Глава 3
– Слава тебе, Господи, – в двухсотый, наверное, раз повторил Степан Петрович и криво перекрестился левой рукой. Юрий никак не мог решить, смеяться ему или злиться по поводу вдруг прорезавшейся в звероподобном бородатом бригадире набожности. – Иже.., как это…
– Иже херувимы, – подсказал Юрий, вспомнив любимую кинокомедию.
Бригадир подозрительно покосился на него, мотнул мохнатым булыжником головы и с силой взъерошил бороду растопыренной темной пятерней.
– Да какая, хрен, разница, – легко переходя от неумелого славословия к более привычному богохульству, проворчал он, – херувимы, серафимы… Главное, уберег Господь, хрен ему в глотку – и тебя уберег, и меня, грешного, через тебя опять же.
Юрий промолчал. Спорить со Степаном Петровичем было трудно. Если он говорил правду по поводу причин, заставивших его заняться табелем вместо того, чтобы первым, как обычно, подняться на опору, то жив он остался именно благодаря той красивой оплеухе, которую ему залепил Юрий и с которой началась недавняя свалка. А значит. Бог, дьявол, судьба или просто слепой случай, небывалая комбинация мелких совпадений и вероятностей – да неважно, кто или что! – действительно уберег их обоих от неминуемой гибели.
Юрий не спорил еще и потому, что спорить ему не хотелось. Они со всей возможной скоростью шли по просеке под сверкающими на солнце новенькими проводами, держась проложенной “шестьдесят шестым” колеи и изнемогая от жары и непрерывных атак гнуса. Юрий держался из последних сил, да и то лишь потому, что было неловко показывать свою слабость перед" спутником, который был на два десятка лет старше и уже стоял на пороге настоящей старости. Держаться было тяжело: растянутая нога болела все сильнее, голова кружилась, ныла ушибленная Барабаном кисть, и при каждом шаге взрывался острой болью левый бок. Похоже было на то, что Юрий все-таки расшибся гораздо основательнее, чем ему показалось вначале.
«А чего же ты хотел, – насмешливо сказал он себе, – что же ты думал? Помнится, давным-давно в “Комсомолке”, кажется, была заметка про бывшего десантника, который навернулся с девятого этажа и отделался легким растяжением связок. Так ведь девятый этаж, милый ты мой, Понтя ты мой Филат, это от силы тридцать метров. А тридцать метров – это на целых двадцать метров меньше, чем пятьдесят. А ускорение между тем нарастает прямо пропорционально высоте, с которой приходится падать. Если бы не так шумело в голове, можно было бы легко рассчитать, с какой силой я воткнулся в родную планету. А приложился я очень даже прилично. И это ясно без всяких вычислений…»

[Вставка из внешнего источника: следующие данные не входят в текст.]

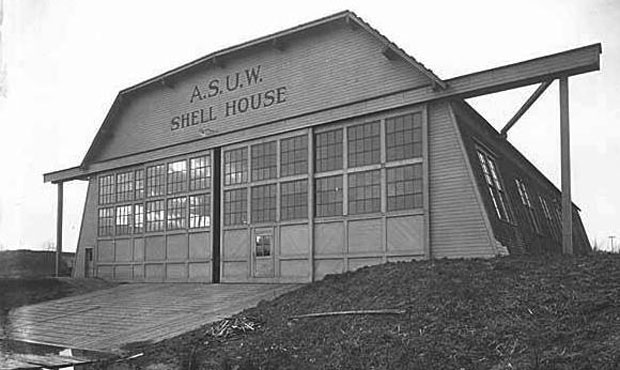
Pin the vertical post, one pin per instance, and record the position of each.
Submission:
(567, 212)
(59, 229)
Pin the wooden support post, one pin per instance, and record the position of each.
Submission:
(567, 204)
(59, 229)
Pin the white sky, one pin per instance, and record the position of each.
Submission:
(65, 61)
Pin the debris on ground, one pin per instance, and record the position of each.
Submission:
(231, 326)
(534, 312)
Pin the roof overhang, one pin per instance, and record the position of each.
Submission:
(568, 63)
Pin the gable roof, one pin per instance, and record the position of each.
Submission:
(390, 50)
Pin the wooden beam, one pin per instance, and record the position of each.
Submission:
(59, 228)
(567, 63)
(567, 209)
(529, 102)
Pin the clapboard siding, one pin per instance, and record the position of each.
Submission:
(327, 68)
(519, 234)
(88, 228)
(457, 226)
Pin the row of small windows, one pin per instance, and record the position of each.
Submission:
(403, 140)
(171, 178)
(404, 191)
(170, 214)
(498, 197)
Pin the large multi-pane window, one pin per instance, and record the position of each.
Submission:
(403, 137)
(264, 161)
(328, 199)
(139, 184)
(177, 177)
(138, 218)
(106, 189)
(235, 207)
(200, 173)
(294, 156)
(156, 180)
(365, 192)
(263, 206)
(124, 186)
(527, 204)
(199, 211)
(176, 213)
(123, 220)
(106, 221)
(294, 200)
(236, 166)
(364, 144)
(155, 215)
(328, 150)
(496, 190)
(404, 187)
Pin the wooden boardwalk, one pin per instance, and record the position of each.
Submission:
(107, 319)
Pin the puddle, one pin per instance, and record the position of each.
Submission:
(24, 355)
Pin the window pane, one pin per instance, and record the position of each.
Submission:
(403, 137)
(106, 221)
(155, 180)
(200, 173)
(138, 219)
(365, 192)
(294, 156)
(155, 215)
(235, 207)
(139, 184)
(106, 189)
(124, 186)
(364, 144)
(264, 162)
(404, 187)
(328, 151)
(177, 210)
(263, 245)
(328, 196)
(263, 206)
(496, 191)
(123, 219)
(177, 177)
(294, 200)
(236, 166)
(199, 211)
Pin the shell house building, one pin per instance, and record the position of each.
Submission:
(312, 151)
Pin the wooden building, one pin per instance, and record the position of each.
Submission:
(315, 150)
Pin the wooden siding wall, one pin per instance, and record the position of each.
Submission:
(519, 235)
(457, 219)
(88, 228)
(327, 68)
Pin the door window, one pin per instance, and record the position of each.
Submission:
(263, 245)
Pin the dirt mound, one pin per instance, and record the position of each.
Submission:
(509, 313)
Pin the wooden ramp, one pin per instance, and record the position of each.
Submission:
(108, 319)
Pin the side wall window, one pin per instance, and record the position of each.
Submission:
(496, 190)
(527, 204)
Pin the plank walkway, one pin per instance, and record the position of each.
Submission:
(106, 320)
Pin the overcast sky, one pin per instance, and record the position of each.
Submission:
(63, 63)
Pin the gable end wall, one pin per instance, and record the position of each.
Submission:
(457, 221)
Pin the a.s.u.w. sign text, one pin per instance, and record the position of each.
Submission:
(218, 88)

Он остановился и сел прямо там, где стоял. Сил не осталось совсем, и идея добраться до опоры, которую красили маляры, теперь казалась ему не стоящей выеденного яйца и такой же безумной, как попытка добраться пешком до Луны. Продолжавший сыпать молитвами вперемежку с отборными ругательствами Петрович по инерции проскочил вперед метра на три, тоже остановился и повернул к Юрию потную, перекошенную от переживаний волосатую физиономию, на которой медленно проступило удивленное выражение. В ответ на его невысказанный вопрос Юрий сообщил ему свои соображения относительно целесообразности предпринятого ими путешествия, обессилел от этого еще больше и тихонько лег на спину.

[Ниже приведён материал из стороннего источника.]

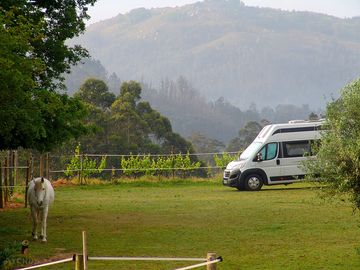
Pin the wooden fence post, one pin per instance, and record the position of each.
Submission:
(41, 173)
(31, 166)
(27, 179)
(16, 165)
(1, 188)
(210, 257)
(47, 166)
(79, 262)
(85, 250)
(6, 183)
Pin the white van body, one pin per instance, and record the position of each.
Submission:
(274, 157)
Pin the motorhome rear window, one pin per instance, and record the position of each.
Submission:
(296, 148)
(296, 129)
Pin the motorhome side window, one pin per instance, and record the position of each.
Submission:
(296, 149)
(269, 151)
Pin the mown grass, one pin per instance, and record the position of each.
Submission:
(276, 228)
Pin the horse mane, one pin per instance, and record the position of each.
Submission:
(49, 198)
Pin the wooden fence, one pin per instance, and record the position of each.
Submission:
(81, 260)
(17, 171)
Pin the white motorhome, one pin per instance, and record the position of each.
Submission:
(274, 157)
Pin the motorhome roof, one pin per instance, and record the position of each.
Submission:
(292, 127)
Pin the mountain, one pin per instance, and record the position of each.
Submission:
(244, 54)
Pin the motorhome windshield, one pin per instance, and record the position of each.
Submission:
(250, 151)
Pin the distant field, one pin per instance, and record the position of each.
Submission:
(277, 228)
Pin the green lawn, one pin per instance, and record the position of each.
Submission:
(277, 228)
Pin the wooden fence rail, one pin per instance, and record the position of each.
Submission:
(81, 260)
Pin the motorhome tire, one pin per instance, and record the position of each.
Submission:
(253, 182)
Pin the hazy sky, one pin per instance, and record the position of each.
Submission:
(105, 9)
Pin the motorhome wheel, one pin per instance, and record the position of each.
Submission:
(253, 182)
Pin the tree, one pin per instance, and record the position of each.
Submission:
(203, 144)
(96, 92)
(58, 21)
(33, 55)
(337, 163)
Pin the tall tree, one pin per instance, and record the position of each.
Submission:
(59, 20)
(338, 158)
(96, 92)
(33, 55)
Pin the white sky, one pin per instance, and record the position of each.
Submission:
(105, 9)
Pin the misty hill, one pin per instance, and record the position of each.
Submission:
(245, 54)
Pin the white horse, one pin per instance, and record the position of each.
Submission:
(40, 196)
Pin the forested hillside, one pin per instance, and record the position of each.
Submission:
(224, 48)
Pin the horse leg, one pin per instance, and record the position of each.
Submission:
(43, 217)
(35, 221)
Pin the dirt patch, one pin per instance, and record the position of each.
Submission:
(12, 205)
(62, 183)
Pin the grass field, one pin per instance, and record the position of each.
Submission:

– Ты Иди, Петрович, – сказал он. – Я тут полежу минуток десять-пятнадцать и догоню. А может, и не догоню, – добавил он после короткого раздумья.

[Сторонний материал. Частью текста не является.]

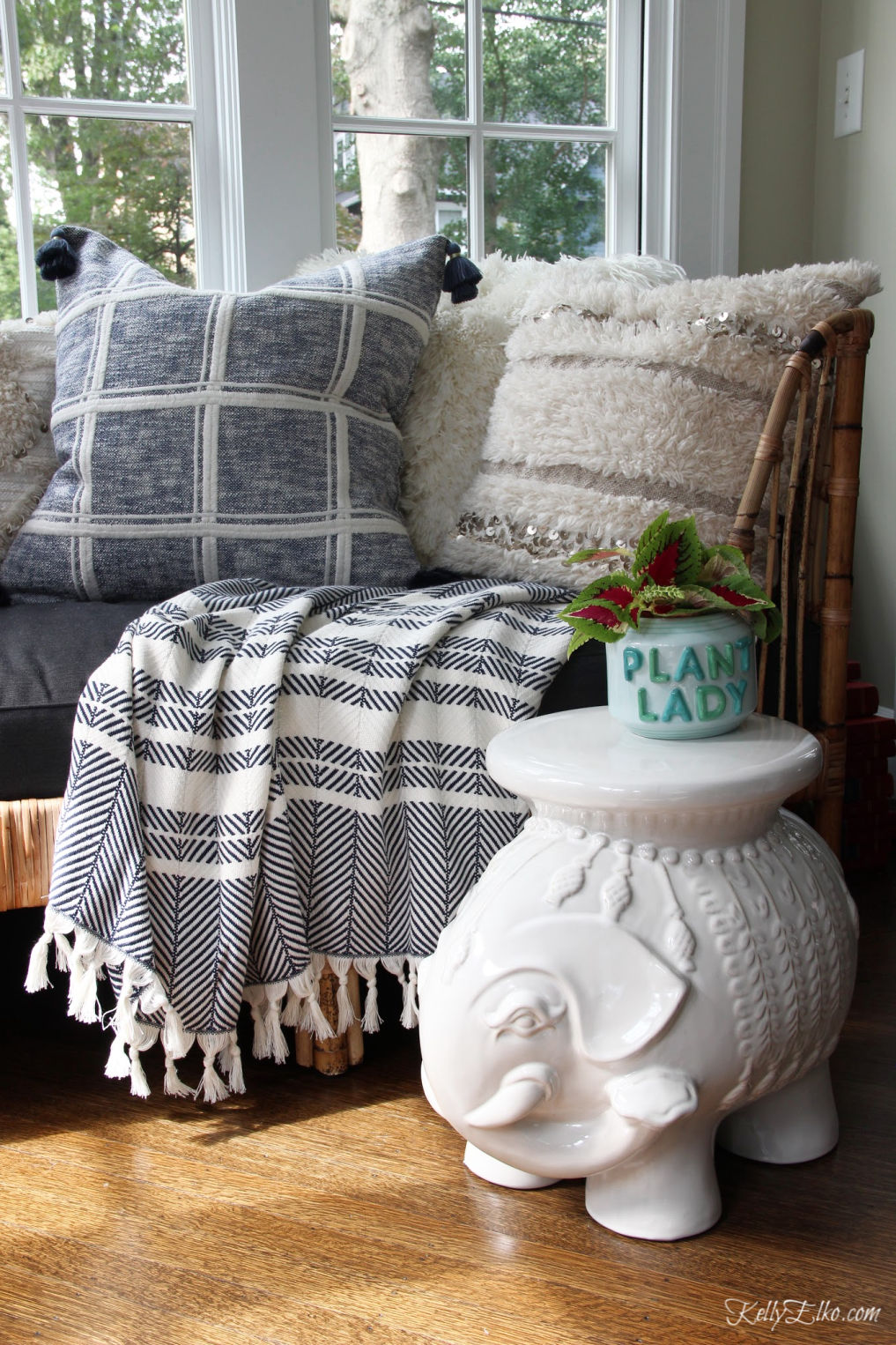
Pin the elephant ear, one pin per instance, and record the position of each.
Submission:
(654, 1096)
(623, 992)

– Ага, – в тон ему проворчал Петрович. – Может, догоню, а может, и подохну потихоньку. Так, что ли?
– Н-ну, примерно так, – неуверенно откликнулся Юрий, глядя в перечеркнутое блестящими нитками проводов голубое небо. За эти три месяца провода опостылели ему невообразимо, а после сегодняшнего, с позволения сказать, инцидента смотреть на них и вовсе было выше человеческих сил. Юрия затошнило, и он тяжело, с усилием повернулся на правый бок, чтобы не захлебнуться, если съеденная за обедом пшенка решит все-таки подышать свежим воздухом.
Он увидел прямо перед своим лицом рыжий кирзовый говнодав сорок седьмого размера и понял, что Петрович никуда не ушел, а сидит над ним на корточках.
– Переломы есть? – озабоченно спросил Петрович.
– Да хрен его знает, – лениво ворочая языком, ответил Юрий. – Кажется, нету. Просто шмякнулся, как.., как жаба. Голова кружится, а так – ничего, жить можно.
– Полета метров, – озабоченно пробормотал Петрович себе в бороду. – Шмякнулся он… От тебя, ежели по уму, мешок с костями должен был остаться, а у тебя, видишь ты, голова кружится.